Удлинил я рассказ на две недели, и мы захоронили мамину раковину под кактусами. К моему несчастью рассказ о разбойнике Гила-Гуле пользовался невероятным успехом, более всех других баек. Теодор добился, наконец, своего. Дети переулка шли за ним гурьбой, упрашивая продолжить рассказ о великом разбойнике. Прошли две недели после захоронения раковины, и я хотел также захоронить великого Гила-Гуля. Он мне ужасно надоел. Теодор старался спасти жизнь разбойника угрозами в мой адрес. Я ведь ему сказал, что захоронение раковины является великой тайной, и ее нельзя открыть моему отцу. Под угрозой Теодора рассказать об этом отцу жизнь разбойника была продлена. Прошел месяц, разбойник продолжал свои мерзкие дела, я ненавидел его лютой ненавистью, а Теодор любил его душевной любовью. Разбойник не давал мне покоя, приходил по мою душу во сне, и я начинал говорить, кричать и плакать. Отец стоит у моей постели, гладит меня, а я гляжу на него испуганно и спросоня продолжаю плакать. Отец спрашивает:
«Что случилось, сынок?»
Я ничего не говорю. Не мог же я рассказать, что по ночам изводит меня разбойник Гила-Гуль, а днем Теодор вымогает у меня шантажом байки. Ведь все это связано с украденной мною раковиной. Я стал рассеянным, все падало у меня из рук, учителя в школе стали на меня жаловаться. Лицо мое побледнело и опало. Отец серьезно забеспокоился.

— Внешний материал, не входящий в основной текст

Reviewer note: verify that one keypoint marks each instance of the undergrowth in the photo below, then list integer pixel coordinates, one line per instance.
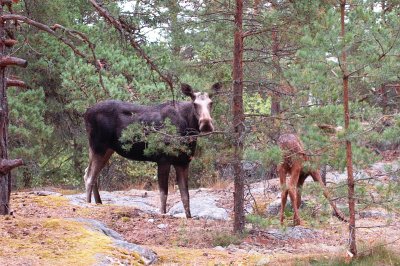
(378, 255)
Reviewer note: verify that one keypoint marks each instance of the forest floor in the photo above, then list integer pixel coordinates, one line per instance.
(181, 241)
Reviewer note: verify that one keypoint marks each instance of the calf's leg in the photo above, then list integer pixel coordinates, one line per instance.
(182, 175)
(96, 163)
(294, 179)
(300, 183)
(163, 176)
(282, 180)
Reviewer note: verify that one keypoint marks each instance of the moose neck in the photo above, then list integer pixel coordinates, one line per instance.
(188, 113)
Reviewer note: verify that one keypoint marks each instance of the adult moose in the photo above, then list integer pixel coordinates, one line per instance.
(294, 158)
(106, 120)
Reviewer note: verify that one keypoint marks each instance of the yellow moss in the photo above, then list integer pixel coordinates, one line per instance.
(125, 219)
(60, 242)
(51, 201)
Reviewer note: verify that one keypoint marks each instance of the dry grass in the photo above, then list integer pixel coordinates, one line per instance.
(54, 242)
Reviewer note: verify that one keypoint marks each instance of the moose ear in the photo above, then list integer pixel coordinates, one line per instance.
(215, 89)
(187, 90)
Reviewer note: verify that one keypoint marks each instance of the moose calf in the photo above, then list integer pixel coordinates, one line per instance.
(293, 158)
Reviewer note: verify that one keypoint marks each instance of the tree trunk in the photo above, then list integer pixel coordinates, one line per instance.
(350, 179)
(5, 179)
(238, 119)
(275, 100)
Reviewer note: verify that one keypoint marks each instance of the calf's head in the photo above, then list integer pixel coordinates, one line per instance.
(202, 105)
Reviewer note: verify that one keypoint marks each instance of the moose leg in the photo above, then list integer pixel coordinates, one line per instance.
(163, 176)
(182, 175)
(96, 163)
(282, 180)
(294, 179)
(317, 178)
(300, 183)
(96, 193)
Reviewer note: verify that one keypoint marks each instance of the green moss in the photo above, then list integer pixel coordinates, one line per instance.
(51, 201)
(378, 255)
(60, 242)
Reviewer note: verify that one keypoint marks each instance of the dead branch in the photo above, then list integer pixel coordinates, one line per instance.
(92, 47)
(45, 28)
(52, 31)
(7, 165)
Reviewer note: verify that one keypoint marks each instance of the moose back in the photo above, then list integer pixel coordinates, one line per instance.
(106, 120)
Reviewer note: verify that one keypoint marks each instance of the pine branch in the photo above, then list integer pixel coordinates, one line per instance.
(127, 32)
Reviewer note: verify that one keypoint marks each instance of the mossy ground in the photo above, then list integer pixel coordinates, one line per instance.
(40, 233)
(55, 242)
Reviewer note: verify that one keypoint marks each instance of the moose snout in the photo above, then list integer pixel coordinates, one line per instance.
(205, 125)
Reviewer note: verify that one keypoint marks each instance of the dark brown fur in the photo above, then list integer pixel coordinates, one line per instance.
(106, 120)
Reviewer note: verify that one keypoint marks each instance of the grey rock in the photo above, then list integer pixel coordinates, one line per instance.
(375, 214)
(46, 193)
(201, 207)
(147, 255)
(274, 207)
(263, 261)
(113, 198)
(297, 232)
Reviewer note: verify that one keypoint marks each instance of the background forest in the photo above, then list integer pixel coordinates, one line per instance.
(292, 82)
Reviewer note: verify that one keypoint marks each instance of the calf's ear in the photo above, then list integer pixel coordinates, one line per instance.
(187, 90)
(215, 89)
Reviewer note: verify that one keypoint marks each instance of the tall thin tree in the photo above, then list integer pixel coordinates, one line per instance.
(238, 118)
(350, 179)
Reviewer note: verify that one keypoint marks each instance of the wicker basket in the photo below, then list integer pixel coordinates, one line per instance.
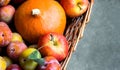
(74, 32)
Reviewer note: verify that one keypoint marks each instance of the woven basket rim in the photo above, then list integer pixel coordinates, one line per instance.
(74, 32)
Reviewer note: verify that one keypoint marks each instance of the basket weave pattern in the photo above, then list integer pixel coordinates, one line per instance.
(74, 31)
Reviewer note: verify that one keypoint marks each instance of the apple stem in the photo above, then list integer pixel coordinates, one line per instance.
(35, 12)
(79, 6)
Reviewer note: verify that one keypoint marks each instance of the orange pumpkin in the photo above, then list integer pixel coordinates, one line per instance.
(35, 18)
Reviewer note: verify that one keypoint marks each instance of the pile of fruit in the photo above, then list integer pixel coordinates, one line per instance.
(32, 32)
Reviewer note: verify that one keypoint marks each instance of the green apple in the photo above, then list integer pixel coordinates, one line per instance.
(17, 37)
(26, 56)
(8, 60)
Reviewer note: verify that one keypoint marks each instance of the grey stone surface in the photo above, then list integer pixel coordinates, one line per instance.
(99, 49)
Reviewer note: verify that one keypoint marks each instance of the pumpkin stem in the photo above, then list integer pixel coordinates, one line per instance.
(35, 12)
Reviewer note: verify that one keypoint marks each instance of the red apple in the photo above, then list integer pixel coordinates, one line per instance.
(15, 48)
(4, 2)
(50, 63)
(53, 44)
(5, 34)
(6, 13)
(74, 8)
(14, 67)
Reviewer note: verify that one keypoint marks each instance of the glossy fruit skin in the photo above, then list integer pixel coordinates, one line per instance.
(16, 37)
(51, 63)
(14, 67)
(58, 47)
(6, 13)
(14, 49)
(5, 34)
(74, 8)
(41, 24)
(25, 63)
(17, 2)
(4, 2)
(8, 60)
(2, 63)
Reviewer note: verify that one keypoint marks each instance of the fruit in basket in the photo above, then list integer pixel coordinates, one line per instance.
(53, 44)
(14, 67)
(50, 63)
(40, 17)
(25, 61)
(14, 49)
(16, 37)
(4, 2)
(6, 13)
(2, 63)
(8, 60)
(74, 8)
(33, 46)
(17, 2)
(5, 34)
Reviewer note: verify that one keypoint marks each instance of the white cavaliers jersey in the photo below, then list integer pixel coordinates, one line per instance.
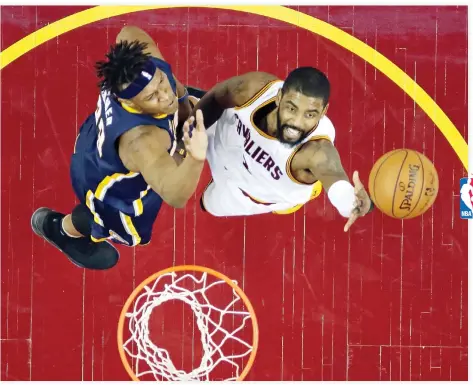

Марыля требовала отвести меня к врачу, потому что она уверена, что у меня глисты. Рассказами об этих глистах она совсем доконала меня. Я перестал есть и учиться. Пока однажды вечером не посадил отец меня себе на колени и сказал:
«Мойшеле, это прекрасно, что ты так сильно любишь мамину раковину».
«Но я же украл ее».
«Ты не украл, а просто взял ее. Она твоя. Все, что принадлежит матери, принадлежит и тебе. А теперь давай извлечем раковину из земли»
«Ты даже знаешь, что она закопана под кактусами?»
«Знаю».
«Теодор тебе открыл это?»
«Он рассказал своей матери Марыле, а она – мне. И хорошо, что рассказала».
«Теодор – скотина».
«Почему?»
«Я продал ему столько баек, чтобы он хранил тайну, а он ее разболтал».
«Что ты ему продал?»
Рассказал я отцу о купле-продаже, заключенной с Теодором, и отец слушал меня с большим вниманием.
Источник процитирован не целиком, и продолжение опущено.